Kate Shayler is one of my Real Life Super Heroes. Her mother died when she was 4 and Kate went to live at the Burnside Presbyterian Homes for Children, located in North Parramatta, New South Wales. Burnside started life in 1911 as the Burnside Presbyterian Orphan Homes, and was founded by Sir James Burns (1846-1923) who migrated to Australia from Scotland in 1862. He initially made money as a storekeeper supplying Queensland goldfields but branched out into trading in the Pacific Islands and into a diverse portfolio which included insurance and shipping.

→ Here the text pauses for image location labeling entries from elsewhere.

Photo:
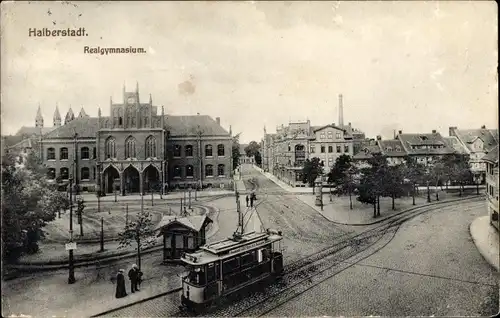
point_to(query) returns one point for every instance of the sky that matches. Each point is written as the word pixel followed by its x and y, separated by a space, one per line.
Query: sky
pixel 411 66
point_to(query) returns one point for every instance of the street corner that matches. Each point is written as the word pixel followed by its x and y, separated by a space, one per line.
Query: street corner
pixel 486 238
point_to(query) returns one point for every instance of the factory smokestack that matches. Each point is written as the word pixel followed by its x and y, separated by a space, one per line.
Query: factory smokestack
pixel 341 112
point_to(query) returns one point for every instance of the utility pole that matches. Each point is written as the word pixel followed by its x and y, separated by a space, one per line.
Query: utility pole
pixel 102 234
pixel 71 277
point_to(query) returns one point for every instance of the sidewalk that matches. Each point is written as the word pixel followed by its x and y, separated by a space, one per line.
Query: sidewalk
pixel 338 210
pixel 486 238
pixel 50 295
pixel 90 197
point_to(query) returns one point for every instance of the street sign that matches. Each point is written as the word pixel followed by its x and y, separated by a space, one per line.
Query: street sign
pixel 70 246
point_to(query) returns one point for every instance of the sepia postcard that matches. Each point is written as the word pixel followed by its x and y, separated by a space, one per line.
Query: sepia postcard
pixel 249 158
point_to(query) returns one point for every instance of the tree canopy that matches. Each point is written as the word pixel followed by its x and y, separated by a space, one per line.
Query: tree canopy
pixel 28 203
pixel 311 170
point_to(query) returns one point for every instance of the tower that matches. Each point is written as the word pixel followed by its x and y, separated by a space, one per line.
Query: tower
pixel 83 114
pixel 39 118
pixel 57 117
pixel 341 112
pixel 69 116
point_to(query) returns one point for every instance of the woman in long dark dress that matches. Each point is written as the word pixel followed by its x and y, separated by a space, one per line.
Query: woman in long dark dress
pixel 120 284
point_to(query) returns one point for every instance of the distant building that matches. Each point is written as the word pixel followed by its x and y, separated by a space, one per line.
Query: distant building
pixel 476 142
pixel 284 152
pixel 243 155
pixel 491 161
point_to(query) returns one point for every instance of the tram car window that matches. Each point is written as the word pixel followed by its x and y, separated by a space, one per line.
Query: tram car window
pixel 230 266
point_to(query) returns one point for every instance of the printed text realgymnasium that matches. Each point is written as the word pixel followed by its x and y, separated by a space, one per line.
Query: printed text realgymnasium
pixel 113 50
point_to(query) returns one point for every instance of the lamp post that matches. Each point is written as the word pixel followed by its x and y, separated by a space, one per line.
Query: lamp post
pixel 71 277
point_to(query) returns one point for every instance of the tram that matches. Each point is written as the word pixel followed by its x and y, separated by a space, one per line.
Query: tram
pixel 220 269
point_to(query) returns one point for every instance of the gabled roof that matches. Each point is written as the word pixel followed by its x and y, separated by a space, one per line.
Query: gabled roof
pixel 367 152
pixel 193 222
pixel 319 128
pixel 468 136
pixel 454 143
pixel 392 148
pixel 30 131
pixel 409 140
pixel 85 128
pixel 492 156
pixel 188 126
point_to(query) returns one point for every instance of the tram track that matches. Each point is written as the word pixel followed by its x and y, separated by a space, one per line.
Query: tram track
pixel 306 272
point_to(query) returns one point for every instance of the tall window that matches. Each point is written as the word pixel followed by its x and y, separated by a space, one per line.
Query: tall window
pixel 220 150
pixel 220 170
pixel 51 154
pixel 177 150
pixel 189 171
pixel 188 151
pixel 177 172
pixel 209 171
pixel 63 153
pixel 208 151
pixel 150 147
pixel 110 149
pixel 51 173
pixel 64 173
pixel 85 173
pixel 84 153
pixel 130 148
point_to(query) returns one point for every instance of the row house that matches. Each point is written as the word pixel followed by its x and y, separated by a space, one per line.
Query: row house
pixel 491 162
pixel 477 143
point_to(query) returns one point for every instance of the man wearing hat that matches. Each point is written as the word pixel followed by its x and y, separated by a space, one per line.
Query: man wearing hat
pixel 120 284
pixel 133 275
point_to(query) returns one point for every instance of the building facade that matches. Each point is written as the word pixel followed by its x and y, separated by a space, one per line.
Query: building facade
pixel 138 148
pixel 284 152
pixel 477 143
pixel 491 162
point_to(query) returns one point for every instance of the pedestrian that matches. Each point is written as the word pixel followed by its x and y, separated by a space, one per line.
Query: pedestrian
pixel 139 279
pixel 120 284
pixel 133 275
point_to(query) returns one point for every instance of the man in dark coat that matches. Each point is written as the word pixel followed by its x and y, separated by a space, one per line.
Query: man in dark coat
pixel 120 285
pixel 133 275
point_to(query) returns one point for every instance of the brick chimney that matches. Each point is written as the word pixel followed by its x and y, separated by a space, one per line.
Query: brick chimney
pixel 451 131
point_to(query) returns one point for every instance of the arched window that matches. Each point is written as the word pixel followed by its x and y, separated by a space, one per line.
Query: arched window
pixel 63 153
pixel 51 173
pixel 110 148
pixel 189 171
pixel 84 152
pixel 177 172
pixel 220 170
pixel 130 148
pixel 208 151
pixel 64 173
pixel 51 154
pixel 150 147
pixel 209 171
pixel 177 150
pixel 220 150
pixel 85 173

Burnside was a pioneer of cottage homes in Australia, taking the lead from the development of these in the UK. Cottages homes were an alternative to the large congregate style of accommodation for orphaned children and those from impoverished families. Rather than all children being housed in the one building, children were separated into smaller groups and cared for by adults, often called a ‘house mother’ or ‘house parents’ when a married couple was employed.

At Burnside there were 14 cottages, all quite large and housing up to 50 children, according to Kate Shayler. Plus, there was a farm which supplied the cottages with food and milk, a hospital, swimming pool, and gym. Kate writes: “During the period Burnside existed as a residential care facility, approximately eleven thousand children passed through its doors, with up to five hundred living there at any one time” (p. v).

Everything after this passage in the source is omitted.